2 Upstate New York Pre-Teen Girls Charged With Racist Attack on Bus

The victim suffered a black eye from being punched, a bruised knee from falling backward into the school bus seat and pulled-out hair

What to Know

  • Two white girls, ages 10 and 11, from upstate NY have been charged with harassment for an attack against a 10-year-old African American girl
  • Gouverneur village police say the 11-year-old was also charged with assault as a hate crime for the attack earlier this month
  • The victim suffered a black eye from being punched, a bruised knee from falling backward into the school bus seat and pulled-out hair

Two middle-school students face charges after the mother of a 10-year-old girl reported her daughter was beaten and subjected to racist taunts on a school bus in northern New York.

Gouverneur village police charged two white girls, ages 10 and 11, with harassment for an attack against a 10-year-old African American girl earlier this month, WWNY reported.

The 11-year-old was also charged with assault as a hate crime.
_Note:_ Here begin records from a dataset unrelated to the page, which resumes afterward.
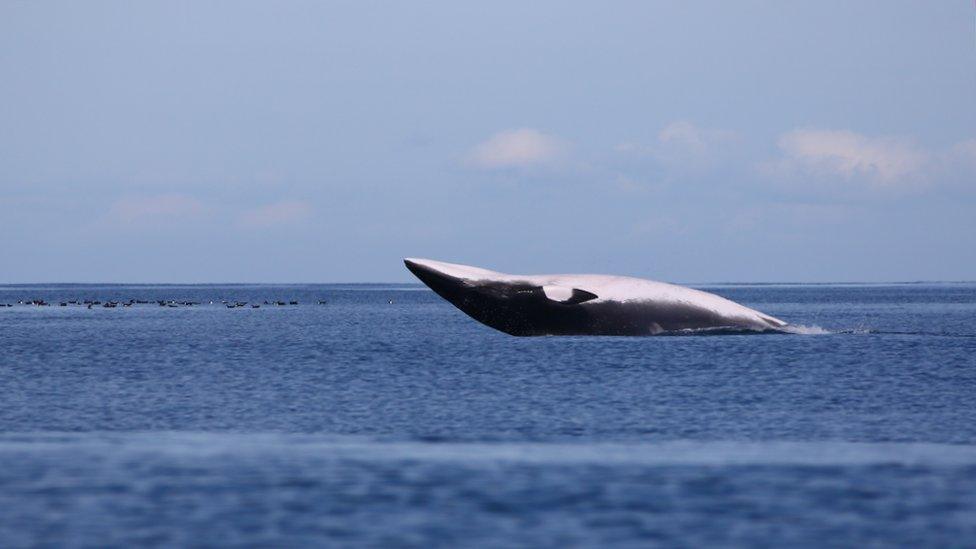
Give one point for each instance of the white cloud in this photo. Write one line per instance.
(519, 148)
(685, 148)
(160, 207)
(690, 137)
(843, 154)
(279, 213)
The case will be handled in family court.

The 28-year-old bus monitor, who is white, was charged with endangering the welfare of a child for not intervening.

Police said the victim's parent reported the incident on Sept. 10, saying her daughter was beaten on a school bus and subjected to racially motivated language.
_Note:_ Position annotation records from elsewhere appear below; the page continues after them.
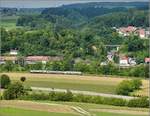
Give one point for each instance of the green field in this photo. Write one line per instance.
(8, 22)
(74, 82)
(23, 112)
(27, 108)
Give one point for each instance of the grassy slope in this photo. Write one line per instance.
(8, 22)
(109, 110)
(23, 112)
(76, 82)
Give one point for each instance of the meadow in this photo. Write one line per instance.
(39, 108)
(75, 82)
(8, 22)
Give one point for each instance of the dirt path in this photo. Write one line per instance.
(121, 111)
(82, 92)
(37, 106)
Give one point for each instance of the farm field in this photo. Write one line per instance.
(75, 82)
(8, 22)
(21, 108)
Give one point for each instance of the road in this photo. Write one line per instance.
(83, 92)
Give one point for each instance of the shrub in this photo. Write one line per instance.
(139, 102)
(22, 79)
(14, 91)
(136, 83)
(114, 101)
(5, 81)
(124, 88)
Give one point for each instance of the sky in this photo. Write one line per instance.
(50, 3)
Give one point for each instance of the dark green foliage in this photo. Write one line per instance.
(4, 81)
(128, 86)
(68, 96)
(14, 91)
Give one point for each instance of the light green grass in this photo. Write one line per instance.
(8, 22)
(111, 114)
(22, 112)
(74, 82)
The victim suffered a black eye from being punched, a bruised knee from falling backward into the school bus seat and pulled-out hair, police said.

Democratic Gov. Andrew Cuomo on Wednesday said he's directing the state Division of Human Rights to investigate the incident "and, if applicable, to take legal action to the fullest extent of the law against the perpetrators."

"That this was allegedly perpetrated by her own classmates, on a school bus with an adult monitor present, makes this incident even more shocking and troubling," Cuomo said in a statement. "When we put our children on the bus to school, we are entrusting others with our most precious resource and this was an egregious and inexcusable violation of that trust."